For the first five months of fiscal year 2012-13 (April to August), the federal government’s deficit amounted to $6.2 billion, down $2.8 billion from the same period in 2011-12. Of this year-over-year improvement , budgetary revenues were up $3.4 billion, public debt charges were down $0.9 billion while program expenses were up $1.4 billion.

About half of the year-over-year increase in budgetary revenues was attributable to higher personal income taxes, Goods and Services (GST) revenues and employment insurance (EI) premiums. The remaining major components were relatively weak. 

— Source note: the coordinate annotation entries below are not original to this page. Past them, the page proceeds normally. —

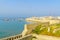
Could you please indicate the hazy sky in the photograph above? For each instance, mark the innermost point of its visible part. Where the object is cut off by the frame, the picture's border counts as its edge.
(25, 8)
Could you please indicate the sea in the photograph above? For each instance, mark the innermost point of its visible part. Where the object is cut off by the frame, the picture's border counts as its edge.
(11, 28)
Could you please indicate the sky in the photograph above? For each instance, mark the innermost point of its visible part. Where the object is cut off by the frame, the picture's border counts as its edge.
(27, 8)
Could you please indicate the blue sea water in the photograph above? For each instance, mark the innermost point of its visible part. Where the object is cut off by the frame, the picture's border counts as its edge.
(10, 28)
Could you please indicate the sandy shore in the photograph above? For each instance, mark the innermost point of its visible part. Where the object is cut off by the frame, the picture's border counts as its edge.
(45, 37)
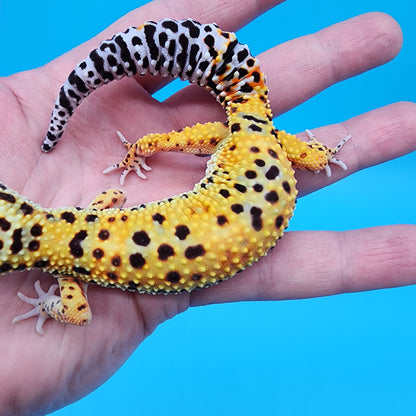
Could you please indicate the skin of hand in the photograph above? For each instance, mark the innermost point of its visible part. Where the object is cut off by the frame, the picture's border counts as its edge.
(70, 175)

The increase in program expenses was primarily the result of the inclusion in the August 2012 financial results of “an updated accrual estimate for employee and veterans’ future employee benefits based on accrual valuations prepared for the Government’s 2011-12 financial statements”.  Given that this also affected the 2011-12, one would have expected that the figures for the period April to August 2011 would have been adjusted accordingly, thereby having no impact on the year-over-year change.  The decline in public debt charges was attributable to a lower average effective interest rate on interest-bearing debt.

Final deficit results for 2011-12 were higher than estimated in the March 2012 and this deterioration is beginning to be reflected in the monthly results for 2012-13. To date, budgetary revenues are running slightly below the rate of growth expected in March 2012 Budget for 2012-13 (comparing the March 2012 Budget forecast for 2012-13 to the final outcome for 2011-12).  In the Budget, the Minister included a $3 billion “risk adjustment factor”.  This is now gone.  With the expected weakness in both international and domestic economies, budgetary revenues will likely fall below the 2012 Budget forecast.

Program expenses, however, could be lower than expected in the 2012 Budget.  The monthly results for most of the major components are consistent with their 2012 Budget forecasts.  However, monthly EI benefits are well below their 2012 Budget and direct program expenses could also be lower.  Monthly public debt charges are also running well below their 2012 Budget forecast.  Better-than-expected results for these components should provide some offset to lower-than-expected budgetary revenues, but in all probability not enough.

The Minister is to meet with private sector economists on October 29th   Updated economic and fiscal projections will be presented in the Fall Update, which should be released by mid- to late-November.